Standardized Test with a broken yellow pencil

We hold many beliefs about memory—for instance, if you study more, you learn more. We are also constantly making judgments about particular instances of learning and remembering—I’ll never forget this party! That was easy to understand. I’ll ace it on the test.

But do beliefs influence judgments, and how do judgments affect memory performance? “There’s a disconnect among beliefs, judgments, and actual memory,” says Williams College psychologist Nate Kornell. Ask people to predict how or what they will learn and “in many situations, they do a breathtakingly bad job.”

Why?

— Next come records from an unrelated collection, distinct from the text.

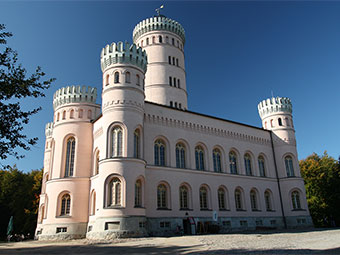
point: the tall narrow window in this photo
(159, 150)
(199, 158)
(161, 196)
(296, 200)
(247, 164)
(69, 162)
(136, 144)
(117, 140)
(217, 160)
(262, 167)
(180, 155)
(289, 166)
(72, 114)
(115, 192)
(96, 166)
(233, 162)
(137, 80)
(138, 193)
(116, 75)
(238, 200)
(65, 205)
(127, 77)
(221, 199)
(107, 80)
(183, 197)
(253, 200)
(268, 200)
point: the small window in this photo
(116, 75)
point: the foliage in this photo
(19, 197)
(15, 84)
(322, 182)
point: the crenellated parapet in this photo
(74, 94)
(274, 105)
(158, 23)
(49, 129)
(123, 53)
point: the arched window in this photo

A new study by Kornell—with Matthew G. Rhodes of Colorado State University, Alan D. Castel of University of California/Los Angeles, and Sarah K. Tauber of Kent State University—posits that we make predictions about memory based on how we feel while we’re encountering the information to be learned, and that can lead us astray. The study will be published in Psychological Science, a journal of the Association for Psychological Science.

The researchers conducted three experiments, each with about 80 participants from teenagers to senior citizens. To test the relationships between “metamemory”—or beliefs and judgments about memory—and performance, they looked at two factors: the ease of processing information and the promise of future study opportunities.

The participants were serially shown words in large or small fonts and asked to predict how well they’d remember each. In one iteration of the experiment, they knew they’d have either one more chance or none to study the words; in another, three more chances or none. Afterwards, they were tested on their memory of the words.

As expected, font size affected judgment but not memory. Because the larger fonts felt more fluently processed, participants thought they’d be easier to remember. But they weren’t. The number of study opportunities did affect memory—and the more repetitions, the better the performance. Participants predicted this would be so, but significantly underestimated the improvement additional study would yield. Belief affected judgment, but not much.

In a third experiment, participants were asked questions estimating the influence of font size and study on their learning. They still thought, incorrectly, that font size made a difference. But they were 10 times more sensitive to the number of study trials than in the earlier experiments. This time, they based their answers on their beliefs, not their immediate experiences and judgments.

What fools us? First, “automatic processing”: “If something is easy to process, you assume you will remember it well,” says Kornell. Second, there’s the “stability bias”: “People act as though their memories will remain the same in the future as they are right now.” Wrong again.

Actually, “effortful processing” leads to more stable learning. And “the way we encode information is not based on ease; it’s based on meaning.” We remember what is meaningful to us.

It’s unlikely we’ll start checking our judgments every time we make one, says Kornell: “That’s too slow.” So we’ll just have to study more than we think we have to. And to preserve memories, we’d be wise to keep a journal.